Additionally, I went ahead and heated the iron handle with some warm air and the resistance between black and white dropped to about 6k pretty quickly, pretty much confirming that there is a NTC thermistor in the handle (not the tip). I guess it just happens to be affected by current flowing through the heating element as well.
So for driving this thing, it seems to me that the intended approach is to cycle between measure and heat. If you limit the duty cycle to 90% or so and keep the PWM frequency low enough, this is doable, but it's giving me some trouble to come up with a topology that does this effectively and without too much expense. So far, the only design I've come up with is the following:
Use an analog switch to switch between a measure circuit and heating circuit. The PWM signal would drive this to ensure that the heater and measurement circuit aren't on at the same time. Getting the timing right is critical, as the heating circuit voltage would be up to 30 V (just a rectifier slapped onto the power transformer so pretty ripply) while the measurement circuit would be designed to measure a couple mV full scale for the thermocouple. I'm not great with transistors, be they mosfets or bjts, so I'll have to look up ways to make sure circuit 2 doesn't turn on until circuit 1 is completely off. Then I'd need to trigger the ADC so that it only measures during the PWM low window.
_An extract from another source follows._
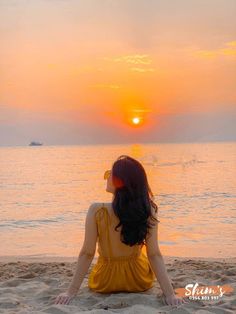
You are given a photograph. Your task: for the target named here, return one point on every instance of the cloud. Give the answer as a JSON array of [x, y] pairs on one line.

The holy grail would be finding a way to measure the temperature regardless of the PWM state, meaning heating element on or off, and don't worry about getting the timing right. It might be possible to do that by treating the sensor/heating element as a resistor you're trying to measure, then measuring V(heater) / I(heater) = R(heater). But the filtering required with a simple 1st order RC filter would have a cutoff frequency way too low to measure and control the temperature effectively (we're talking sub-Hz) when considering ADC delay between samples. I think a higher 3rd or 4th order 10 Hz LP filter would do it. Or you could get an ADC that samples both simultaneously. Or build a sample & hold circuit that samples both voltages and allows the ADC to take its time with the measurement.
I don't know what would be cheapest/easiest and I don't have the equipment to effectively get a temperature-resistance curve for it to see if it has a consistent response when treated as a resistor. If I simply knew for sure that it was a thermocouple and what type it was, that'd make things a good bit easier. So I guess the next step is probably coming up with a semi-accurate measurement rig to give me some data.
But I've already gone pretty far out of the scope of this thread. So I'll stop my rambling for now. Maybe throw some schematics in to illustrate wtf I'm talking about tomorrow.
Edit: Just adding a few search results that might be relevant:
https://electronics.stackexchange.com/questions/534554/how-to-amplify-a-thermocouple-that-shares-a-wire-with-a-heating-element-solderihttps://forum.allaboutcircuits.com/threads/identification-of-heating-element-leads.110970/https://www.eevblog.com/forum/chat/soldering-station-thermocouple-vs-heating-element-resistance-sensing/Last one pretty much confirms that the heating element and thermocouple are one and the same. Also, other than the ADC timing I think it's gonna be pretty simple to measure from the thermocouple. No switching required, just a resistor and clamping diode to keep the amp from getting over-volted. And an amp/amp design that recovers from railing fast enough to get a good ADC reading once the heater is in the off cycle.